The Difficult Relationship Ina Garten Had With Her Mom

Ina Garten is best known for her foolproof recipes and Hamptons lifestyle. But her life hasn't always been glamorous. Garten revealed many tragic details about her life in her 2024 memoir, "Be Ready When the Luck Happens." Not only was her father physically abusive during her childhood, but she also had a difficult relationship with her mother.

"I was physically afraid of my dad," Garten admitted in an exclusive interview with People. "I literally remember thinking he would kill me if I did something ... And my mother just was unsupportive." As a result, she spent her "very lonely childhood" secluded in her bedroom. But even her hideaway had reminders of her mother's controlling nature. The room had a peach and white motif, despite young Garten preferring purple, because her mom told her it would "turn out badly."

"She really didn't know how to have a relationship, which is why ... having relationships is so important to me," Garten added. It's evident in her 57-year-long marriage to Jeffrey Garten, who she met as a teen. Even though it was a match, her mom didn't approve. "[My mother] thought I was too young to get married, but it was the first time in my life when I just said to her, 'I know you don't think this is a good idea ... I'm really sorry to tell you this, but I don't care. I'm doing this,'" Garten recalls. Unfortunately, she and her mom didn't reconcile before her passing in 2006. 
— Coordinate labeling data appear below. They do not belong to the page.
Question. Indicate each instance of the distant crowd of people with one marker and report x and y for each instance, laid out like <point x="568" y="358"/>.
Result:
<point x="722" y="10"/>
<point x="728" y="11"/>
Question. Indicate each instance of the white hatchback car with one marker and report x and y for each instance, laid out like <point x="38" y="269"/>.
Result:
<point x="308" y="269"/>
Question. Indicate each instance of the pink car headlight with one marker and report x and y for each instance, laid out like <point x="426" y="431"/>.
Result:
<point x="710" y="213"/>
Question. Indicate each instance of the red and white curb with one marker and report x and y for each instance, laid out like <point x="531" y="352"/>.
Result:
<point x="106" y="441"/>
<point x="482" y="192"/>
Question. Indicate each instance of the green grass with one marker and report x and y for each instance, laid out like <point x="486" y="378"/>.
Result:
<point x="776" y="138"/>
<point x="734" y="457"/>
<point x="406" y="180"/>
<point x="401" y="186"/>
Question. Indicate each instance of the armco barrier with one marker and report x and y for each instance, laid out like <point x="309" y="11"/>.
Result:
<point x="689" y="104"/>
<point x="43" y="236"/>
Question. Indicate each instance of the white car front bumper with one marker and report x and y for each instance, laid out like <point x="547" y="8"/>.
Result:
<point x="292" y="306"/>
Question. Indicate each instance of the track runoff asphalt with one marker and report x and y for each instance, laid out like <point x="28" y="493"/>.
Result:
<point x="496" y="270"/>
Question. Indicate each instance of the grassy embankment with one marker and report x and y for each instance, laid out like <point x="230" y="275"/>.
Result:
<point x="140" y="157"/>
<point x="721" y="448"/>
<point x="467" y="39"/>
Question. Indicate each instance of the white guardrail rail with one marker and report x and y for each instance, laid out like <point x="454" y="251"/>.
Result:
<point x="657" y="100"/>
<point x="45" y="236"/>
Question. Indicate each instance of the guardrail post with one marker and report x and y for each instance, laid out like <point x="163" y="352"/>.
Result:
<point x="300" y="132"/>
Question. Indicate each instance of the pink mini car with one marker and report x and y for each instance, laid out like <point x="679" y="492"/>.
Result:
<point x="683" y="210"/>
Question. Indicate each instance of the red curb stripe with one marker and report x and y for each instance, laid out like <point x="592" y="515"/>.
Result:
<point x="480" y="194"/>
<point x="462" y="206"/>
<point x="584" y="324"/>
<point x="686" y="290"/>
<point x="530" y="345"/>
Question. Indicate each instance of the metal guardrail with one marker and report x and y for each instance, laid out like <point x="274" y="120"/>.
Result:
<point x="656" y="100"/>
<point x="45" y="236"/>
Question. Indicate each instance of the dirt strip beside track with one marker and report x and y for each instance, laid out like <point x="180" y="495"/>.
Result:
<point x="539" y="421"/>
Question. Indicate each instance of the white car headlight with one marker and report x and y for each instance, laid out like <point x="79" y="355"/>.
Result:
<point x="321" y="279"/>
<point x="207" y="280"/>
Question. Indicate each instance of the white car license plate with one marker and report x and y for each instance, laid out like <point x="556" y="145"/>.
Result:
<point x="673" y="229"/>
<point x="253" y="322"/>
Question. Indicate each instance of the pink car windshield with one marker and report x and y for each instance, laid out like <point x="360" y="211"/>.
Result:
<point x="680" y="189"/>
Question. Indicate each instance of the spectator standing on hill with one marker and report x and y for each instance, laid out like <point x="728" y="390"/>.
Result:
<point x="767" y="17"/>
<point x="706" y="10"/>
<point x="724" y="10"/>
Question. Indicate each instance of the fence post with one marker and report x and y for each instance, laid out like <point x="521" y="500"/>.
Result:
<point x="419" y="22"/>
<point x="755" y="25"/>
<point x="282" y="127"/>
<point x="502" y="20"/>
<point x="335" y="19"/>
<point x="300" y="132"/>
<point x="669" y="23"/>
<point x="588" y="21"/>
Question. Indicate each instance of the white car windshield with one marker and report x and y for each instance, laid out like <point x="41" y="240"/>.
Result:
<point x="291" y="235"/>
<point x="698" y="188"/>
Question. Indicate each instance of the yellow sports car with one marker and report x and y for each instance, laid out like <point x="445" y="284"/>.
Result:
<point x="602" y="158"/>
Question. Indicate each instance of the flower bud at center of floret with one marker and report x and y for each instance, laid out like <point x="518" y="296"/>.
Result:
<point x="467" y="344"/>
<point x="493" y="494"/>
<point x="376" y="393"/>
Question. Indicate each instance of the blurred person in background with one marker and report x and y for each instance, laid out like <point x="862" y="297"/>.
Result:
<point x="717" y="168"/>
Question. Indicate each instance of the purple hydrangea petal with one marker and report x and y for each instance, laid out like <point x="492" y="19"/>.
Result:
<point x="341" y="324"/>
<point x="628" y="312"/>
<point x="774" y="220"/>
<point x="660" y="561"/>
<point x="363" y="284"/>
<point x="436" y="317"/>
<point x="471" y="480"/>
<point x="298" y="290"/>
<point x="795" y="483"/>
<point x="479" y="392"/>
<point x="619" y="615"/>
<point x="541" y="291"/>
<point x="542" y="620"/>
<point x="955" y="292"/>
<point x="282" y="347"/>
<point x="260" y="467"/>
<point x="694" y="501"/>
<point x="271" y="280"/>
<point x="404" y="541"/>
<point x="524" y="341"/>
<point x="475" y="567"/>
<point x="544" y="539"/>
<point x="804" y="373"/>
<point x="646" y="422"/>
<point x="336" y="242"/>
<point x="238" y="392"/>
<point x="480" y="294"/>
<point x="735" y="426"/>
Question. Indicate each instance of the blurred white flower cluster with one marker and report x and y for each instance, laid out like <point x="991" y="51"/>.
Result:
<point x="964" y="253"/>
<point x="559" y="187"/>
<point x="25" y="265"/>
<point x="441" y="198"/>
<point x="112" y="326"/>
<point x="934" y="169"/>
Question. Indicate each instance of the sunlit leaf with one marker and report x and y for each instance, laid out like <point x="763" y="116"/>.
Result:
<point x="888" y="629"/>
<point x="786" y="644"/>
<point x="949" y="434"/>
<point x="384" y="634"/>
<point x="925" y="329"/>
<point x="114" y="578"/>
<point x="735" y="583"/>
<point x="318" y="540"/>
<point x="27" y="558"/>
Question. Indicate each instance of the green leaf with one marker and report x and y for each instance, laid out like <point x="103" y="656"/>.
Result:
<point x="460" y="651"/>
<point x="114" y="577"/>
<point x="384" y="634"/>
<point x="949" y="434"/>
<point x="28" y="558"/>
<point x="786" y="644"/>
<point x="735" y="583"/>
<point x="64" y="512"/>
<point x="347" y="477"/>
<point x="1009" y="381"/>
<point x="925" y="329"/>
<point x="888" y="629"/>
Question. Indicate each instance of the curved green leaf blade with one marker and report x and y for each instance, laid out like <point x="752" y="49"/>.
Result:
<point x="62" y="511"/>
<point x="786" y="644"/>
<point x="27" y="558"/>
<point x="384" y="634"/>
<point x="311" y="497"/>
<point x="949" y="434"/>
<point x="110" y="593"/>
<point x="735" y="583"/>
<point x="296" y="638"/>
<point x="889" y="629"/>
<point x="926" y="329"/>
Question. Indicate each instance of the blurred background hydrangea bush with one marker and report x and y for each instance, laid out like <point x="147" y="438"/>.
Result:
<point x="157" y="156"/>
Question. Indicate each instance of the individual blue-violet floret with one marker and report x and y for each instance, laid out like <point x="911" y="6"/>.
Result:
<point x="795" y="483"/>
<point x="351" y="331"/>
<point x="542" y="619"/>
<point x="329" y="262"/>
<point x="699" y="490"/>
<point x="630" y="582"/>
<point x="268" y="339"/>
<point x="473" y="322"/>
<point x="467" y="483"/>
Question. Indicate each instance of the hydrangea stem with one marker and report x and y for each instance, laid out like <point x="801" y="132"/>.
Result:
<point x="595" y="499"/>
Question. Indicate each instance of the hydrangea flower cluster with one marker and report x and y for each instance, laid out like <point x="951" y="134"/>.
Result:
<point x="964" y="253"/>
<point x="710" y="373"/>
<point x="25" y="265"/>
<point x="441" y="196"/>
Ina Garten never won her mother's approval and never became a parent

Ina Garten and her mother, Florence, didn't always see eye to eye, to say the least. But it's safe to say that her mom's fascination with food influenced her career, even though she discouraged Garten from cooking. Florence was a trained dietitian who was "obsessed with what she ate," Garten recalled in an interview with The New Yorker. She instated restrictions that the whole family had to abide by, taking carbs, sweets, and eventually, cholesterol off the table. "It was all about nutrition rather than pleasure. My mother didn't understand pleasure," Garten attested.

Even getting attention from Martha Stewart as an adult with a culinary career and business didn't impress her mother. For instance, when Stewart's production company began crafting a Food Network television show for Garten, Florence's first response was, "why does she want you?" Alternatively, her father eventually acknowledged that they were wrong for discouraging her food career after the publication of her second cookbook.

It's not a surprise that Garten's upbringing influenced her decision to not have kids. "In my 20s, I kind of resisted having children. I was like, 'why would I want to recreate that nightmare that I just came from?'" she said in an interview with Today. By the time she was 25, she was sure about her decision, and her doting husband was on board.